This thing popped on YouTube a couple of days ago and it already has more than half a million views, so we thought we’d give it a share here. It’s a pretty good history lesson on Louisiana’s founding and everything after, and it talks about the Mississippi River’s paradox – namely, that the Mississippi literally built South Louisiana and is now trying to kill it economically.
And the history lesson is pretty good – right up to the point where it blames “Cancer Alley” and the “pollution” of the chemical plants along the river for the state’s brain drain. Anybody who works in those plants can tell you they’re the most heavily-regulated on the planet. To be fair, though, the narrator focuses more on the perception of pollution as a negative than the pollution itself, and he does have a point that people don’t generally want to live next to a chemical plant.
On the other hand, nobody really does live next to those chemical plants along the river. At one point there was a vibrant community in North Baton Rouge outside the gates of the Exxon refinery, but now it’s a slum. And downriver, for the most part the populated areas are well back of the plants along the waterfront. The people who make noise about “Cancer Alley” are generally out of state, or they’re in the wealthy parts of New Orleans or Baton Rouge. And there are a few local communists in the River Parishes – the noisiest ones seem to be in St. James Parish – who complain about the chemical plants without noting that in most cases the plants were there before they were.

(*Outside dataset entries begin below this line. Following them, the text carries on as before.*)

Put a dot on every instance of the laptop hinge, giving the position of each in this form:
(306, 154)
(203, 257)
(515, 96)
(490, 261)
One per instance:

In any event, the “Cancer Alley” thing is the kind of canard that you’ll believe if you read the New York Times and think the stories it tells are accurate. As an impediment to economic growth it isn’t just overblown, it’s the opposite – when Louisiana has had economic development wins over the past 20-30 years it’s generally been the petrochemical sector that has led the way, and now with the firing-up of the liquified natural gas industry as a major American export, petrochemical plants and LNG export terminals are probably the state’s best prospects for quick job generation.
So that’s our major quibble with this video.
That said, this has an excellent discussion of Huey Long and the normalization of political corruption which is the real reason why the state is stagnant. And a good discussion of the “Dutch disease” that infected the state – namely, the fact that for so long the oil and gas industry gave Louisiana an economic crutch which allowed poor leadership to fail at the basics of governance without consequences. And it didn’t even blame global warming or the oil companies for the loss of the state’s marshland – it relied on basic geology and hydrology for that explanation, which is correct.
Oh, well. Can’t get everything right. The video gets Louisiana mostly correct, and the lessons it offers about the effect political corruption will have on the long-term economic prosperity of a place are well worth reviewing.
The YouTube account producing this thing is Geography by Geoff, a project of Portland-based digital creator Geoff Gibson. The account boasts more than 900,000 subscribers on YouTube and has produced 465 videos so far.